Navigation : EXPO21XX News » Home & Office Furniture » König+Neurath: Office furniture manufacturer relies on industrial robots

König+Neurath: Office furniture manufacturer relies on industrial robots

Photo by König+Neurath AG

The key data with which Timo Huss describes the production facility of the Hessian furniture manufacturer sound impressive: 120,000 square meters of space spread across four halls. 10,000 parts in the metal processing alone. Among them, 400-500 cable trays for desks leave the factory every day. Keeping track of all this is quite an achievement.

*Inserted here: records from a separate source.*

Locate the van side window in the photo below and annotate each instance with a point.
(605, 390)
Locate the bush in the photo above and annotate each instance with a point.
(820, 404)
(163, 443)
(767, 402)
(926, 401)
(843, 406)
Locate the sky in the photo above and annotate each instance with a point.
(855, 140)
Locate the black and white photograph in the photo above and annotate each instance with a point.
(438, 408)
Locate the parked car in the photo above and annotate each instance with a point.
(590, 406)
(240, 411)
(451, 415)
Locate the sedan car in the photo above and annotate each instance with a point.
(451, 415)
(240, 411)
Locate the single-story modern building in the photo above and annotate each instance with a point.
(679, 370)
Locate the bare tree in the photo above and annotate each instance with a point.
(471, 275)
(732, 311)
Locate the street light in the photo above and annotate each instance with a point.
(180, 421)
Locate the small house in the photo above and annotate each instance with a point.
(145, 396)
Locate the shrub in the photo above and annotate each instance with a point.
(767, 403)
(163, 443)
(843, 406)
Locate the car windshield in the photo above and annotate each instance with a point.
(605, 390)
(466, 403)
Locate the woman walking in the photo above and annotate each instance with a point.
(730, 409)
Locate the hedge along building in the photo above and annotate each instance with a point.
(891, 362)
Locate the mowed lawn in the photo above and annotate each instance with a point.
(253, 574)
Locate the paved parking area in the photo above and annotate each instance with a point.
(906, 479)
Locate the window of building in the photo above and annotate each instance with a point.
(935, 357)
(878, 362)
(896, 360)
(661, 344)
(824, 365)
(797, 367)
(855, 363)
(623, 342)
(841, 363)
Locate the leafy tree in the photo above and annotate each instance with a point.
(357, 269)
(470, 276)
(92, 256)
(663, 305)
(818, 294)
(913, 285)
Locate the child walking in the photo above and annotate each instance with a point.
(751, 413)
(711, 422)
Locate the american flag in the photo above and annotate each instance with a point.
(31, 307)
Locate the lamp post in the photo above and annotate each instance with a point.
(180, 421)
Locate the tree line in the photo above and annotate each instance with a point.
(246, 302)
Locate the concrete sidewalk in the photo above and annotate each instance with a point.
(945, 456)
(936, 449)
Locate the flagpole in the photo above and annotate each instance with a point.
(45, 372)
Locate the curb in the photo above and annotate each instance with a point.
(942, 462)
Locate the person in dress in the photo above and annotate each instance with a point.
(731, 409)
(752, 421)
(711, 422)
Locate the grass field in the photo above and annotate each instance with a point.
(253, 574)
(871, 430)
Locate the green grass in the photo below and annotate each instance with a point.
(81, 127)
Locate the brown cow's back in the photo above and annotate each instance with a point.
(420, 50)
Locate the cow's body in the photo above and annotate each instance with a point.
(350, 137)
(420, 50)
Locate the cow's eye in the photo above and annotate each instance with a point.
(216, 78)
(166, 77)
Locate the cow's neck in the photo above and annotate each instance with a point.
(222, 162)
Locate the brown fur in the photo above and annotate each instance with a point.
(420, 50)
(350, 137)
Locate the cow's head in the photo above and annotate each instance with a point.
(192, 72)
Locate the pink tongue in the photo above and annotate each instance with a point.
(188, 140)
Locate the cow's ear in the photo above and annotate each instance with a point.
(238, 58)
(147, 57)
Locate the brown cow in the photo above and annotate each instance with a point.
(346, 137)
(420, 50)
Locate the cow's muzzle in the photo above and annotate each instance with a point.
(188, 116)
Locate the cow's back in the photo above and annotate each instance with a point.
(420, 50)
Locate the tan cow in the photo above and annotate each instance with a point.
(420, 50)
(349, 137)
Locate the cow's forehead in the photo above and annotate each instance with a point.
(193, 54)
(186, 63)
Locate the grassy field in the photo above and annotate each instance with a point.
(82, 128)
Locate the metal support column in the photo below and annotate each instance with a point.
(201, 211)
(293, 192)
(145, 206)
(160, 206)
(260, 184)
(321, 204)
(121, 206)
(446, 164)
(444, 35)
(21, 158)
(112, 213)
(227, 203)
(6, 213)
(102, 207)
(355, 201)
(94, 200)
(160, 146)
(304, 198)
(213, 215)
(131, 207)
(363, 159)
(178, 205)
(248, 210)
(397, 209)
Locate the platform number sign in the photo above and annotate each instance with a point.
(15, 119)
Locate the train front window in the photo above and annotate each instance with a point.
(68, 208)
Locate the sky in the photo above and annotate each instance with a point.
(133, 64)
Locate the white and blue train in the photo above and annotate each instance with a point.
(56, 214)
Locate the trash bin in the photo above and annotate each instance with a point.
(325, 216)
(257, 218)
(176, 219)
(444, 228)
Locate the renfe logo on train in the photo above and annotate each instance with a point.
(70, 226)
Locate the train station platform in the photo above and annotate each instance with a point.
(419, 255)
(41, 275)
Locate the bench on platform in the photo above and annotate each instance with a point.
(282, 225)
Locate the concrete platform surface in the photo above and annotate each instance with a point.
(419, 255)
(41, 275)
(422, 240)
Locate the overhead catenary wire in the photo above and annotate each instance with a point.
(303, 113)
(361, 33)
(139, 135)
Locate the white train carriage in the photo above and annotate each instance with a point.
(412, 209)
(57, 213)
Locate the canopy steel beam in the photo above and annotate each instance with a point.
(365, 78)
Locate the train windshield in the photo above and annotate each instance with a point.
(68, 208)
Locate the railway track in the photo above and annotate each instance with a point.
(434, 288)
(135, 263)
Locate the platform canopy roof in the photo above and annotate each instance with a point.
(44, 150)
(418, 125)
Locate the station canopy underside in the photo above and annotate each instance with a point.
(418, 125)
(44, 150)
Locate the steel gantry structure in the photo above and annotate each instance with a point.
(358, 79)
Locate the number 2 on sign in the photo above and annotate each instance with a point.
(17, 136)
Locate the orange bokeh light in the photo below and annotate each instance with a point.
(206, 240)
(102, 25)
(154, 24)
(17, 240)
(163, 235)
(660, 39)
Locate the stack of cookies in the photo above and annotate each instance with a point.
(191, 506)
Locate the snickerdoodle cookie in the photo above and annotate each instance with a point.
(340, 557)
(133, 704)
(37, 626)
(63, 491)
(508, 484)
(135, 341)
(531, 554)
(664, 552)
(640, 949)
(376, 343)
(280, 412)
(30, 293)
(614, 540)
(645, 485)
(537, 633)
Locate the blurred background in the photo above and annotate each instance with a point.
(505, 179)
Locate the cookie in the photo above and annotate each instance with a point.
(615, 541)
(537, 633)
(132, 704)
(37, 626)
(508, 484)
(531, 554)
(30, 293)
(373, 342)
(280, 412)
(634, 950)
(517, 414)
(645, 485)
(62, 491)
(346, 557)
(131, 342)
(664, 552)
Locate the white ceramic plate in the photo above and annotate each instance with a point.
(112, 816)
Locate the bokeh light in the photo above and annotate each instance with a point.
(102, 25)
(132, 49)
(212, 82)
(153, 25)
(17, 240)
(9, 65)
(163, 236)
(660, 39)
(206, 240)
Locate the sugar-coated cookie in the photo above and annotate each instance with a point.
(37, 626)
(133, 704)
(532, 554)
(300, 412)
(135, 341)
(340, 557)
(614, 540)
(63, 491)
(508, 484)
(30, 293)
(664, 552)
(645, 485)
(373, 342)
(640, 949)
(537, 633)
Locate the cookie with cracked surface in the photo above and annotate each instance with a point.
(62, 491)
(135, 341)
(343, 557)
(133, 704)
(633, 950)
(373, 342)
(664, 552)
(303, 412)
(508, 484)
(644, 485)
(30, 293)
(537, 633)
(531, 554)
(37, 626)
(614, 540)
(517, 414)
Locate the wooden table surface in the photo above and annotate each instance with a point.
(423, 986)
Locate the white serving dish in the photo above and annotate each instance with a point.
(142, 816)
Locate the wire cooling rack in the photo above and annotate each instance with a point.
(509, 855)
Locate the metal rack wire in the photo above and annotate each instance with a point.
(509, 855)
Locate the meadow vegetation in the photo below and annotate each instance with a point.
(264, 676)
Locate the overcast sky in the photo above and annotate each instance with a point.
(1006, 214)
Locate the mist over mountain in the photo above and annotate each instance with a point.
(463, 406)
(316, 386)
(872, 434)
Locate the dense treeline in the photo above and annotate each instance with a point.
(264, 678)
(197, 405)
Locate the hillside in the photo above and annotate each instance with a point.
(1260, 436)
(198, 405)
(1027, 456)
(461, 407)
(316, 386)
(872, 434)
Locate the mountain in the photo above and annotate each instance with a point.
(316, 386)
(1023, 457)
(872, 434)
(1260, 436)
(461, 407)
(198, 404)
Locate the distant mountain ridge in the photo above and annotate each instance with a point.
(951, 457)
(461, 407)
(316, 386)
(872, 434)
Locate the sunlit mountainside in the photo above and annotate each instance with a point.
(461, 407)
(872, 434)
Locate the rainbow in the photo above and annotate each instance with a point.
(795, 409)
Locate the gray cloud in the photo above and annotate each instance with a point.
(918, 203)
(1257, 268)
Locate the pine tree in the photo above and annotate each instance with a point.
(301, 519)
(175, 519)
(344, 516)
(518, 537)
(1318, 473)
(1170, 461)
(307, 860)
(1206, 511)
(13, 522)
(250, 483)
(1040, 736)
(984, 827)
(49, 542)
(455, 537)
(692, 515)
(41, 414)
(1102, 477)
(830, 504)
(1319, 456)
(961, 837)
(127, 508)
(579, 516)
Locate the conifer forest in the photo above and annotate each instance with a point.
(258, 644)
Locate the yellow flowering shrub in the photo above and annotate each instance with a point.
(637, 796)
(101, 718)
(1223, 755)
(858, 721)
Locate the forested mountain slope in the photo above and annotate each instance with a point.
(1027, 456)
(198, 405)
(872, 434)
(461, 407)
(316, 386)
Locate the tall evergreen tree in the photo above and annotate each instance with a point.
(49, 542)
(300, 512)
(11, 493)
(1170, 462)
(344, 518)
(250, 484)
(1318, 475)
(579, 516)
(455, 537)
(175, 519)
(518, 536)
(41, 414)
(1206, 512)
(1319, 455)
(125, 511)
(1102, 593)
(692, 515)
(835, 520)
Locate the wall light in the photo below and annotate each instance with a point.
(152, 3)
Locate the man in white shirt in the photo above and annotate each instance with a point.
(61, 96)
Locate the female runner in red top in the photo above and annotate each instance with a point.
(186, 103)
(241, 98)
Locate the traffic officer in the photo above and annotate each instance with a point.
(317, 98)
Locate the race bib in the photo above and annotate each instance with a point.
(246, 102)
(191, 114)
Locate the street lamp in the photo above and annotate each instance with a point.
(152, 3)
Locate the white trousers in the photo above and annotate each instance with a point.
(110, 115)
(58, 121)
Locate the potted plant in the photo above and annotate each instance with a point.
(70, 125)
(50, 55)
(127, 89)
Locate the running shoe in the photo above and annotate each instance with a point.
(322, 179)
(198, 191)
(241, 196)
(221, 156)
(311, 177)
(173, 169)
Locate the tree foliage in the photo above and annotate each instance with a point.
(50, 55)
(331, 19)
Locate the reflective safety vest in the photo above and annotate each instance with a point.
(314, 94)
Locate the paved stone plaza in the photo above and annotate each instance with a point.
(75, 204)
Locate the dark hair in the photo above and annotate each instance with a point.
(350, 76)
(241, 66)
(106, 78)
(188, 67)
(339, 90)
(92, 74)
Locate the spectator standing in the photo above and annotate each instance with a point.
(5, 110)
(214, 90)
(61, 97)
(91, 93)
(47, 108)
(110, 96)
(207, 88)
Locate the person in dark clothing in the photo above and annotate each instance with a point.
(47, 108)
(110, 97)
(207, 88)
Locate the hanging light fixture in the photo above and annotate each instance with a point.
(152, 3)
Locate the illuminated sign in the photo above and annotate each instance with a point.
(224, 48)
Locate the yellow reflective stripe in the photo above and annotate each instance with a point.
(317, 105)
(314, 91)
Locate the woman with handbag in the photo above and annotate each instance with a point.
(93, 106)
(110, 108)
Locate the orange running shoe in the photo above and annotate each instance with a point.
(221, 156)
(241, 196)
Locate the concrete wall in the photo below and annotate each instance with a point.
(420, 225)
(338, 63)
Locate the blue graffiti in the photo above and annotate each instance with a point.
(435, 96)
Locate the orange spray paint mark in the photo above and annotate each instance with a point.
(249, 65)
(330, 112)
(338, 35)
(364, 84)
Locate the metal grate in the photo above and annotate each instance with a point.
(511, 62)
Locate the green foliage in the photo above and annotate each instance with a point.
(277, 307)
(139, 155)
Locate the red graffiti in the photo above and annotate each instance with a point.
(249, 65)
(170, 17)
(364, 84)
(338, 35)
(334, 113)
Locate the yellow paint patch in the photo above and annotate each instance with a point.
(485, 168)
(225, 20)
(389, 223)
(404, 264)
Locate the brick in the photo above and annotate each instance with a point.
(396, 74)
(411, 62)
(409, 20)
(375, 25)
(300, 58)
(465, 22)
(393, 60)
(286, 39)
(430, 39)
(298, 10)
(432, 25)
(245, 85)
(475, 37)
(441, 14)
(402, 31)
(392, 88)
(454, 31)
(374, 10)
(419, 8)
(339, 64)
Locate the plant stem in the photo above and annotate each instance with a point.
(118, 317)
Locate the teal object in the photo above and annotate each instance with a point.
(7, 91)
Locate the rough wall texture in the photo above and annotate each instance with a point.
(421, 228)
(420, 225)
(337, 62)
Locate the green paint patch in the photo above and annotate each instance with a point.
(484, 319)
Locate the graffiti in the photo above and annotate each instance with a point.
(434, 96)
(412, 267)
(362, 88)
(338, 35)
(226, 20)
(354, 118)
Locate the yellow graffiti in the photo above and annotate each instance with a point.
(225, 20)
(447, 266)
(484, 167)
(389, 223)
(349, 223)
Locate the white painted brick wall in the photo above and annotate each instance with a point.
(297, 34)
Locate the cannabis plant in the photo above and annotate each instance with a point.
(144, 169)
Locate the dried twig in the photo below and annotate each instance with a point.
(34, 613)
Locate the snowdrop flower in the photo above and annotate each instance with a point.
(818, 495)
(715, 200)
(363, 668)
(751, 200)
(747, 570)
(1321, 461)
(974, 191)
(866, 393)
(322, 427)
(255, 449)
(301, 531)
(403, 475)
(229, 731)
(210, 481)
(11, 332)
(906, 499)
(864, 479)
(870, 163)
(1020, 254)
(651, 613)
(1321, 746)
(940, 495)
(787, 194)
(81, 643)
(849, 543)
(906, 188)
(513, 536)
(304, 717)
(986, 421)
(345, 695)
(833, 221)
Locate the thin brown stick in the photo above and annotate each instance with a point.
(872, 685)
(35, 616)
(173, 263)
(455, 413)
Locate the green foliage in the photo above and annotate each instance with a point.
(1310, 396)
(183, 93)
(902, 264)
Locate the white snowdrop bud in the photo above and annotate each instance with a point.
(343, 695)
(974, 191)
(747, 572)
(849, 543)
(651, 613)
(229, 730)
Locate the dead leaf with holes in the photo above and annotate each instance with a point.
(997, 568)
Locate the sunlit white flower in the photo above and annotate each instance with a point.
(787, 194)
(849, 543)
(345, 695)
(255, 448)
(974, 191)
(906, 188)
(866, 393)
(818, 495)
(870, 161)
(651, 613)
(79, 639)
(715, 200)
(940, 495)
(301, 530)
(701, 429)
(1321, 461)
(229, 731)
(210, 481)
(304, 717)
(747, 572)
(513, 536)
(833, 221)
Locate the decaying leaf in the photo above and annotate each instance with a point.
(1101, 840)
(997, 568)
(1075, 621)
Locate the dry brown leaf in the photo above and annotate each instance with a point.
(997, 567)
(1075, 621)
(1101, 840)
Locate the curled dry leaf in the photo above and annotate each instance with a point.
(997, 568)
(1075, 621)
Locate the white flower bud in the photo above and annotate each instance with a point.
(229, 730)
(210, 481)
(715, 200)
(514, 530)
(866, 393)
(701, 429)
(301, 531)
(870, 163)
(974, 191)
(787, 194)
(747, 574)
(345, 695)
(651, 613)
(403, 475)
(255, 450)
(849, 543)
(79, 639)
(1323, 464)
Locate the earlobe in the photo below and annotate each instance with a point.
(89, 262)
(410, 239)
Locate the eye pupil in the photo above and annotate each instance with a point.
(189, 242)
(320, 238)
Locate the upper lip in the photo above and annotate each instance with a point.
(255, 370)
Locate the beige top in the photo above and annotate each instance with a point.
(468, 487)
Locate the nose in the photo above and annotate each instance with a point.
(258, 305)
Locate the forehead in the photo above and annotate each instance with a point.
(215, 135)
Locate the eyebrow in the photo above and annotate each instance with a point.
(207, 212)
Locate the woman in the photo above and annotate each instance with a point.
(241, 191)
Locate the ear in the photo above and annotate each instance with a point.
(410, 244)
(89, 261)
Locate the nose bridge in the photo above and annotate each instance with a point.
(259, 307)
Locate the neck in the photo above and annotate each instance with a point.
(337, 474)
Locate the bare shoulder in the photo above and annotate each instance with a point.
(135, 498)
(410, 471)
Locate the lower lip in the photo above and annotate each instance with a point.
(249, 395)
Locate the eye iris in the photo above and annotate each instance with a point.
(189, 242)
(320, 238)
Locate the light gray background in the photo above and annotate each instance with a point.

The production manager, together with the mechanical engineering technician Roland Fritscher, guides us through the metal production hall at König + Neurath. Office furniture has been manufactured here in Karben, Hesse, for almost a hundred years. During this time, the work at the company’s location has undergone significant changes – and so has the workplace. “We are always making some changes,” says Huss as a small, ankle-high cart with blinking lights passes by. It’s one of the new automated transport systems implemented a year ago for the internal transport of pallets and grid boxes. “We must adapt our working methods to the changing requirements of our customers. Our goal is to produce more efficiently and quickly, minimize errors, and make the best possible use of our capacities.”

Since 2018, the approximately 600 employees in the production halls of the family-owned company have been receiving increased support from industrial robots and collaborative robots, known as Cobots. In fact, König + Neurath has an above-average density of robots compared to the German industry: Currently, the office furniture manufacturer has 18 installed and plans to deploy additional industrial robots. Roland Fritscher is also responsible for this. Together with the employees, he analyzes the work processes in the production facilities and regularly develops new ideas on how to make them even more efficient. Sometimes, he finds the approach for technological optimization at trade fairs or even on YouTube.

The nature of work is changing: programming instead of operating machines. The question that arises in the face of this development is whether employees are becoming redundant. “On the contrary,” says Timo Huss. “The tasks of our employees are changing. Instead of operating machines, they are more likely to take on picking or programming the industrial robots themselves.” According to the mechanical engineering technician Fritscher, this makes jobs in production even more attractive. “Four out of ten people in our plant construction can program. That is the goal of all mechatronics. In our field, there are hardly any companies that offer young people such opportunities like we do.”

König + Neurath also relies on automation in plant and fixture construction to remain future-proof. The experts are confident that they can implement everything technologically: Employees plan the systems, weld them, and program the robots. Even apprentices develop their own robot with a camera for testing and practice. Once it’s completed, they receive a new one. “For us, automation is not only a solution for more process security and flexibility but also an answer to the shortage of skilled workers,” says Timo Huss. Dirk Fischer, COO of König + Neurath AG, adds, “In 2021, we adopted an automation strategy for the implementation of automated guided vehicles, Cobots, and industrial robots. I am proud of our employees for the speed with which these projects are implemented and driven forward with continuous improvement processes (KVP).”

Unique Selling Proposition: Products from In-House Manufacturing

Having consolidated expertise in-house provides König + Neurath with greater freedom in the production of office furniture and room systems. Regardless of how complex the product is, it is almost entirely manufactured on-site. This can be done either in a traditional hands-on manner, such as in the sewing workshop, or with the support of Cobots and automated guided vehicles. This approach puts the entire process under control, ensures absolute transparency – particularly advantageous in terms of sustainability – and grants the highest level of independence. Therefore, investing in Cobots and industrial robots is indeed worthwhile.

The numbers speak for themselves: Once an industrial robot is assembled for testing, it takes only about two to three weeks to make it operational. The return on investment typically ranges between one and three years. According to the production manager, in most cases, the investment has already paid off within a year.